Tout a basculé le 4 juillet 1997. Cette journée avait pourtant commencé comme toutes les autres. Quelques mois auparavant, j'avais été embauché comme ingénieur systèmes et réseaux par une petite société parisienne de services en informatique, et j'avais occupé ma matinée à configurer des ordinateurs. A midi, je sors mon sandwich et je commence un frugal repas, dans un face à face solitaire avec l'écran de mon ordinateur. Pour passer le temps, je lance mon lecteur de newsgroups. Quelques instants après, un message très court attire mon attention sur le forum de discussion français dédié à l'astronomie (fr.sci.astronomie) : en 3 lignes, un internaute indique que la prochaine sonde martienne de la NASA arrive ce soir sur Mars. L'adresse d'un site, sur lequel il sera possible de suivre le déroulement des opérations en direct, est mentionnée. Par curiosité, je me rends sur le site en question, et commence à lire avec un certain détachement les informations présentées. L'internaute a dit juste : une sonde baptisée Pathfinder doit effectivement se poser sur les déserts de la planète rouge en début de soirée.

L'une des plus vieilles versions du site (1er février 1999), conservée dans les immenses archives publiques (www.archive.org) de l'Internet.

Deux heures après, mon sandwich traîne, à peine entamé, au milieu d'un amoncellement de câbles, de cartes électroniques et de CD-ROM. Etant alors en intercontrat, et n'ayant rien de particulier urgent à régler en cette fin de semaine, je décide de prendre la journée (ou plutôt ce qu'il en reste). Ayant obtenu sans grande difficulté l'autorisation de mon chef de pouvoir rester à l'agence pour profiter de la connexion Internet haut débit, je me cale confortablement dans mon fauteuil, avant de me lancer dans une fouille en règle du site de Pathfinder. Moins d'une heure avant l'atterrissage, je connais le déroulement de la séquence d'atterrissage sur le bout des doigts. A 19:07 heure de Paris, le vendredi 4 juillet 1997, j'assiste, comme des millions d'internautes, à l'atterrissage de la sonde Pathfinder à l'embouchure d'Ares Vallis. Je sais que le déploiement de la sonde va prendre du temps, et que les premières images ne parviendront à la Terre que tard dans la nuit.
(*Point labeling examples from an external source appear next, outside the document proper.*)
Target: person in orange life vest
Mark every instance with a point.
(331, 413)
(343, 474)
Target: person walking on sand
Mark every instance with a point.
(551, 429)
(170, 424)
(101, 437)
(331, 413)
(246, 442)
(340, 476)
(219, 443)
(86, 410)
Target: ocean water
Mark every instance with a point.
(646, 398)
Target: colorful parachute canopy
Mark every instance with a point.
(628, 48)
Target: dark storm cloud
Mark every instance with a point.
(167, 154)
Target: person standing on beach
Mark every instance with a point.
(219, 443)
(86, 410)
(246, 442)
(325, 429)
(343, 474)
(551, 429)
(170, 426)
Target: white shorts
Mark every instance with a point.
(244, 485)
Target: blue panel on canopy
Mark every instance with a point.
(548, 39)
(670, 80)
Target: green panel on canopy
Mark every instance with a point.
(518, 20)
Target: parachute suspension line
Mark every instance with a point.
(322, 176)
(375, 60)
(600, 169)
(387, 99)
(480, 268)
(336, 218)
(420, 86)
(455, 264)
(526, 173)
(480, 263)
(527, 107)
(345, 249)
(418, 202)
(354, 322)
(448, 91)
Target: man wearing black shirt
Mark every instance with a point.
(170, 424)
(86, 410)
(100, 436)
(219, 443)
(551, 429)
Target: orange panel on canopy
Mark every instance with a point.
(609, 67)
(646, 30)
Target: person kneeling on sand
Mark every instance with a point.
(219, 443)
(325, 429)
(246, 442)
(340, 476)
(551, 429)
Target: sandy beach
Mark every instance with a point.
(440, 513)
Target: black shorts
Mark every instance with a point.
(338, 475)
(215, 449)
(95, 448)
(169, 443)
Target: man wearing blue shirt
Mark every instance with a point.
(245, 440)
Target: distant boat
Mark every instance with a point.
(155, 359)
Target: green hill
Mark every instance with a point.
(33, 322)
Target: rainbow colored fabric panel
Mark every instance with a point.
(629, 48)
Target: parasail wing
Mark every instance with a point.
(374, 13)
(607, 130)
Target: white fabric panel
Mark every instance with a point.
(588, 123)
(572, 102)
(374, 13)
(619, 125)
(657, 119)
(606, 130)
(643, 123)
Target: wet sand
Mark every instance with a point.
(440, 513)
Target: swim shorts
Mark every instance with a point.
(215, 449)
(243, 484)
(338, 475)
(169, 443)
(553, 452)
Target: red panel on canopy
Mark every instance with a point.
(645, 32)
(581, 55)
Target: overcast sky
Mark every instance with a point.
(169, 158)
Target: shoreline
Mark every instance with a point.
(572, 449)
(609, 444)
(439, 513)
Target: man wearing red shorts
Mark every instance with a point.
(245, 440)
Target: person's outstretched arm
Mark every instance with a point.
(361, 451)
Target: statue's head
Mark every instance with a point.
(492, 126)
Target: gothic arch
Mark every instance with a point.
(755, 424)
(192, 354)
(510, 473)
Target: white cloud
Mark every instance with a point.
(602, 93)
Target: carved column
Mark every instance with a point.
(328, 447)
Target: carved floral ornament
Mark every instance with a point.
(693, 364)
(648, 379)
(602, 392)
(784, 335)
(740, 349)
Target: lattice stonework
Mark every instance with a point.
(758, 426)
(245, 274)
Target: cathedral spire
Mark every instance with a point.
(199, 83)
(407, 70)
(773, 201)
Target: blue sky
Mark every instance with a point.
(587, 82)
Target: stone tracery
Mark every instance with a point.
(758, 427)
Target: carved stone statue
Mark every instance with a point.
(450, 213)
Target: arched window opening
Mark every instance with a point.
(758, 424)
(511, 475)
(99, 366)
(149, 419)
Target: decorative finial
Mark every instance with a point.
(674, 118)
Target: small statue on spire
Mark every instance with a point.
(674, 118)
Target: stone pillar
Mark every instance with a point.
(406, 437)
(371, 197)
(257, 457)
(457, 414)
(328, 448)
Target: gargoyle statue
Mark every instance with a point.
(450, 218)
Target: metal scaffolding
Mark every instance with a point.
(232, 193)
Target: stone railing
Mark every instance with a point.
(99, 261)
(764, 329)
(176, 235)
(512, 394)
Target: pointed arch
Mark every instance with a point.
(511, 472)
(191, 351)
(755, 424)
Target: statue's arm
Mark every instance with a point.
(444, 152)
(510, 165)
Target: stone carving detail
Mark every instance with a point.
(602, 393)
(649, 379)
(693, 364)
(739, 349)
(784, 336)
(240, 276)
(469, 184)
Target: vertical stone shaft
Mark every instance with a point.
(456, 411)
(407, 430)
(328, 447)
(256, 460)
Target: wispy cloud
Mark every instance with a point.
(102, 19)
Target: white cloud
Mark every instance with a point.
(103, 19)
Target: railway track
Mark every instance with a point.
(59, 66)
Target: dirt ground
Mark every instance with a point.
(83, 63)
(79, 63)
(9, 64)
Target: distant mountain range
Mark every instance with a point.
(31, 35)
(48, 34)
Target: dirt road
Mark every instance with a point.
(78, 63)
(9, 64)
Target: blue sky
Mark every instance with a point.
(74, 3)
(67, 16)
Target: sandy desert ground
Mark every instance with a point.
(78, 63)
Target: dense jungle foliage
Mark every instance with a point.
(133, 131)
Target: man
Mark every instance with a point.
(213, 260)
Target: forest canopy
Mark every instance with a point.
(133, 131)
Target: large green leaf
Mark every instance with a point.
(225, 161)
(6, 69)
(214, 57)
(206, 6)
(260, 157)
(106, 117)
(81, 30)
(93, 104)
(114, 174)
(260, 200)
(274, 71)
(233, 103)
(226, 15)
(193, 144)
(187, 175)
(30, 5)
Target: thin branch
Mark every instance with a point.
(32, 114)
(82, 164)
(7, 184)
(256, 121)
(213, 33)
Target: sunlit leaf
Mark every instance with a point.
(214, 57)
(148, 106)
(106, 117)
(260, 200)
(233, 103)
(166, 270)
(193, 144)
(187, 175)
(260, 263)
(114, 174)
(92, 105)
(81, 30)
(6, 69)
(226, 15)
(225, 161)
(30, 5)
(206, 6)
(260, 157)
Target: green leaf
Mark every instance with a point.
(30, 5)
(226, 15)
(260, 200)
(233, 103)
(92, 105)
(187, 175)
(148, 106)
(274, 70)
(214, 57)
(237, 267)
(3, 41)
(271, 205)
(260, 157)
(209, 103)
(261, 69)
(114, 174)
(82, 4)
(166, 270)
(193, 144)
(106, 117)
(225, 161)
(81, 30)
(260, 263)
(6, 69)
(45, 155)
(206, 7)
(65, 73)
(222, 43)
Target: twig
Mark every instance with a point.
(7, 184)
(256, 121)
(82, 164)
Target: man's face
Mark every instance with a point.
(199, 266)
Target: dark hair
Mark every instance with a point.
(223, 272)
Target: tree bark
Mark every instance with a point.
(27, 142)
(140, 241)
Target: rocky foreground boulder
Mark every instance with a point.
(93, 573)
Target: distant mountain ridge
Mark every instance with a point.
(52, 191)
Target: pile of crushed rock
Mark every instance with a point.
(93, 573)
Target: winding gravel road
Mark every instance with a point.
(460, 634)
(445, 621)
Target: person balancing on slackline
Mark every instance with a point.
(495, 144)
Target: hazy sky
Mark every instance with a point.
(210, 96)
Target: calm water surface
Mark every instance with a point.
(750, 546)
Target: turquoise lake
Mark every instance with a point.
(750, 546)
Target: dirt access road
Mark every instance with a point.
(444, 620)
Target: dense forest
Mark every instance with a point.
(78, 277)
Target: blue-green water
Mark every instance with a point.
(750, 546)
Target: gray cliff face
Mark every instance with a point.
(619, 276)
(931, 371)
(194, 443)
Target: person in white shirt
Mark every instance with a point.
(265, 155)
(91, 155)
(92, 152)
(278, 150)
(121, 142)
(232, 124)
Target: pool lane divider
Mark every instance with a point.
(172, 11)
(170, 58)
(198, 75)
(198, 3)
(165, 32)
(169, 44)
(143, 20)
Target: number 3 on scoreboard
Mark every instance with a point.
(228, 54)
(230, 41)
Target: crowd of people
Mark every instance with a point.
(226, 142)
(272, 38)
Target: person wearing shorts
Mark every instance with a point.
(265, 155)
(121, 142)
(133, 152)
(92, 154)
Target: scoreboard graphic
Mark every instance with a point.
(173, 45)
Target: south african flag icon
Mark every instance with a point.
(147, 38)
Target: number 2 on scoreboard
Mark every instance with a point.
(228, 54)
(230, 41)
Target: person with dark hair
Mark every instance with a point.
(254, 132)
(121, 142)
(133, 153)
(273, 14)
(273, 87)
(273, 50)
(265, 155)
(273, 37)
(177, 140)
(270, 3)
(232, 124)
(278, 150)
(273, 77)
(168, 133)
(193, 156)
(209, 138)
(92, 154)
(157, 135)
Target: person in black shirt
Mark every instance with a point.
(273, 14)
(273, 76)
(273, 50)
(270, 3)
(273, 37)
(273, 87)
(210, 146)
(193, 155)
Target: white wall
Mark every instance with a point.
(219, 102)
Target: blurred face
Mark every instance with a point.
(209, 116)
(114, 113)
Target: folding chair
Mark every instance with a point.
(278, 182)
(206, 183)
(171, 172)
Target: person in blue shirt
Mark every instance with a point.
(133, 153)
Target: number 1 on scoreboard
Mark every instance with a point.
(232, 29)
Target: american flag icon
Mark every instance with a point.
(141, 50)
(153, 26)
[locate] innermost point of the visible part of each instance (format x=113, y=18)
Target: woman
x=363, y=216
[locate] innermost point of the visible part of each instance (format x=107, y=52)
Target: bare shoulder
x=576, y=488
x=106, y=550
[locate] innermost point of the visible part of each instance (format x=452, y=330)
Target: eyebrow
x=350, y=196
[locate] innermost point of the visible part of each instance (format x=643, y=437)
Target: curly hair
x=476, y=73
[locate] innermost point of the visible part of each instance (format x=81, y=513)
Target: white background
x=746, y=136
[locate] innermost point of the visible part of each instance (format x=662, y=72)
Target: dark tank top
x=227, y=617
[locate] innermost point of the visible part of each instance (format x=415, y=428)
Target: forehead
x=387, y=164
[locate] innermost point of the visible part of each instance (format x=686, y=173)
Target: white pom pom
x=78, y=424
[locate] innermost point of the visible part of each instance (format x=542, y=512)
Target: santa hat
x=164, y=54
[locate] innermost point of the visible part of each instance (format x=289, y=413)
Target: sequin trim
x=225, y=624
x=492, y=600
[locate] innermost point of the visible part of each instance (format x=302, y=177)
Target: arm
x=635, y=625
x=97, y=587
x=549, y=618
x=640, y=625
La première sonnerie du réveil me tire du lit instantanément. L'ordinateur est allumé en même temps que la machine à café, et un samedi matin à 07h00, me voici en train d'attendre avec une impatience non dissimulée que mon modem daigne établir une connexion Internet. Quelques dizaines de secondes plus tard, le sol rouillé parsemé de cailloux d'Ares Vallis remplit l'écran de mon ordinateur, inonde ma rétine, déferle sur mes neurones comme une révélation. Depuis cet instant, il ne s'est pas écoulé une seule journée sans que je pense à Mars.

25 août 1997. Désireux d'en apprendre le plus possible sur la planète rouge, je surfe sur Internet jour et nuit. Malheureusement, je ne tarde pas à me rendre compte que le web francophone n'est pas particulier riche en information. C'est même le désert le plus complet. Prenant mon courage à deux mains, je décide alors de créer un petit site sur Mars. Le 25 août 1997, la première version est en ligne. La moitié du site environ est consacrée aux origines de la vie, et la présentation de Mars est surtout axée sur la recherche de traces de vie, domaine dans lequel j'ai le plus de connaissances.

3 juillet 1998. Un jour avant le premier anniversaire de l'atterrissage de Pathfinder, le journal Libération publie un court article sur mon site. Les statistiques explosent.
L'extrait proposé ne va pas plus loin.